I still have absolutely no idea why Tegra30 and Tegra114 are different.

You mentioned something about this low-level code only manipulating the
IDLE state, and the clock driver needing to restore the other 4 states.
This raises yet more questions:

1) Do we not need to restore the other 4 states on Tegra30? If not, why
not? If we do, presumably Tegra30 (and Tegra20?) need to the syscore_op
this patch series adds to Tegra114 only? If we don't, then why does
Tegra114 have to restore them?

2) What triggers the HW to switch from IDLE to RUN state? In other
words, I think you're saying that the existing Tegra30 code:

	mov32	r4, ((1 << 28) | (0x8))	@ burst policy is PLLX
	str	r4, [r0, #CLK_RESET_CCLK_BURST]

doesn't change the clock rate right away. When does it change?

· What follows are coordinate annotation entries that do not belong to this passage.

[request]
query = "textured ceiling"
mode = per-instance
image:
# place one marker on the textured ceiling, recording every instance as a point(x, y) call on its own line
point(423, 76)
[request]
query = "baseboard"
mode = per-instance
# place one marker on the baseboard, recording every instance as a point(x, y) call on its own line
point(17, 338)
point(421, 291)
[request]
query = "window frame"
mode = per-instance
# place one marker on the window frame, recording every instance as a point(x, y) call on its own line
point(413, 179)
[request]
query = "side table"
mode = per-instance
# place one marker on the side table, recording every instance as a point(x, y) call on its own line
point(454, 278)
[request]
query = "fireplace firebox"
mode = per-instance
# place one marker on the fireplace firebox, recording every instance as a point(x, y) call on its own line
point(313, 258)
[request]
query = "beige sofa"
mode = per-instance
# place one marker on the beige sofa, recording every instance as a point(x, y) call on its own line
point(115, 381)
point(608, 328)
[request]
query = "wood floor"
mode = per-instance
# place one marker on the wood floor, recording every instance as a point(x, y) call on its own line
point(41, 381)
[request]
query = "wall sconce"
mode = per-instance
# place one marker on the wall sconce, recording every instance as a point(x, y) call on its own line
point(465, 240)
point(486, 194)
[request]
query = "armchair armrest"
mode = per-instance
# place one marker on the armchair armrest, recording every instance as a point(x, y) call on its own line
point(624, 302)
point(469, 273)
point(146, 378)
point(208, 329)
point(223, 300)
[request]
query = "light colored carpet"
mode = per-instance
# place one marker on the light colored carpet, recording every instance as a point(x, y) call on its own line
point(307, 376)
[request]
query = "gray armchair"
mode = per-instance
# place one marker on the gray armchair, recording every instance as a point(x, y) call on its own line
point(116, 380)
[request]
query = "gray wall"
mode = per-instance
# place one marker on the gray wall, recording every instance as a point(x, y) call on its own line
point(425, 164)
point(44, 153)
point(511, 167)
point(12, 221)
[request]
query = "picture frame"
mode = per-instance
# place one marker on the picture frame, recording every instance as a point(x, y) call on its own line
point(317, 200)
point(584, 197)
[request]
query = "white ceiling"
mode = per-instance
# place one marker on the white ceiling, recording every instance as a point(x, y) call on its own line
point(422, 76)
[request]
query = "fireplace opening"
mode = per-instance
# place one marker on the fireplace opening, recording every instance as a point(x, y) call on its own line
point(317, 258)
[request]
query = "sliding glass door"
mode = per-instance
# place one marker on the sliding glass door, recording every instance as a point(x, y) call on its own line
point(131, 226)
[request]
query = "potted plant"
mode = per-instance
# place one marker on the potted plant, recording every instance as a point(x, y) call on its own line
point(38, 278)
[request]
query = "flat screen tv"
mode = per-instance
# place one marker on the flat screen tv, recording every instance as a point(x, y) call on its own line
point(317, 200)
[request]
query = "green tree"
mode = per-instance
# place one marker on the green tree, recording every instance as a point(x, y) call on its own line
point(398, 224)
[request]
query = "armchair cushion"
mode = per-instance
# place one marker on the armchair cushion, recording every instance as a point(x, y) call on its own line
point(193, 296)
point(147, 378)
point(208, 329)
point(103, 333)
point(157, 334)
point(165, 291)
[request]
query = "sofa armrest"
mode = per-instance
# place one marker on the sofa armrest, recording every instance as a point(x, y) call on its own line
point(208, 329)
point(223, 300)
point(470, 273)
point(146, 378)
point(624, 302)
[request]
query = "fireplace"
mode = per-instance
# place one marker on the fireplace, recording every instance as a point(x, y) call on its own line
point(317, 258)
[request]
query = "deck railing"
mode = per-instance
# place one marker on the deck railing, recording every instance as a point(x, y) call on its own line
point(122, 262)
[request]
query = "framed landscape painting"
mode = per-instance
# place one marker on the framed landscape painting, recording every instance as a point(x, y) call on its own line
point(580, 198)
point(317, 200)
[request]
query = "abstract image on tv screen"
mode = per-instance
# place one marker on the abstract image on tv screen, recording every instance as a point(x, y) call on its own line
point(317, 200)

Related, when tegra30_switch_cpu_to_clk32k() sets the CPU clock source
for the IDLE state to clk_s, when does that switch actually take place?
That function appears to assume it happens immediately, since it
immediately disables the PLLs that might have been the previous CPU
clock source. Perhaps this is what the MSELECT register writes do?  I
guess not since there's only 1 MSELECT write in tegra_lp1_reset() and
two changes of CPU clock source.